That doesn’t entirely rule out safety belt failure, although Simpson is confident engineering tests will do so. But it does clear his company of any direct culpability for the death, which Myers attributed to the violent forward motion of Earnhardt’s unrestrained head.

To his credit, the racetrack physician, Dr. Steve Bohannon, acknowledged his initial speculation was wrong. Helton wasn’t as forthright. Instead, he dodged and ducked and said that he never directly connected the belt to Earnhardt’s death.

He didn’t need to. All he had to do was mention the possibility of belt failure at a news conference, and the connection was as vivid as a lightning bolt. It immediately deflected attention from NASCAR safety procedures and three other similar deaths at its tracks to a small businessman bewildered to find himself at the center of a maelstrom involving the death of a racing legend.

Simpson lost business. He lost sleep. He almost lost his reputation — and all the while, NASCAR officials waited behind their kingdom’s walls, saying they would have nothing else to say until their own safety review was completed, maybe in a few months.

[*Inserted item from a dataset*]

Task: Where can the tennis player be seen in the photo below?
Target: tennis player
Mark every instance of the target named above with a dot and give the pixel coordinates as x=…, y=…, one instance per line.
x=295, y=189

The irony, of course, is that the Florida legislature has passed a law — borne out of the Earnhardt case — that will make it much more difficult for news organizations to perform the sort of expeditious autopsy review that exonerated Simpson’s company. North Carolina’s legislators jumped on the bandwagon to propose a similar law here.

Lawmakers say they simply want to spare grieving relatives the nightmare of having a loved one’s autopsy photographs published on the Internet or in seedy tabloids. That’s a noble sentiment, but don’t think this action will come without a cost.

These records are public for a reason. When the truth is obscured or meted out only through the discretion of a few powerful individuals or entities, it is inevitably the innocent and less powerful who suffer.

But don’t take our word for it. Ask Bill Simpson.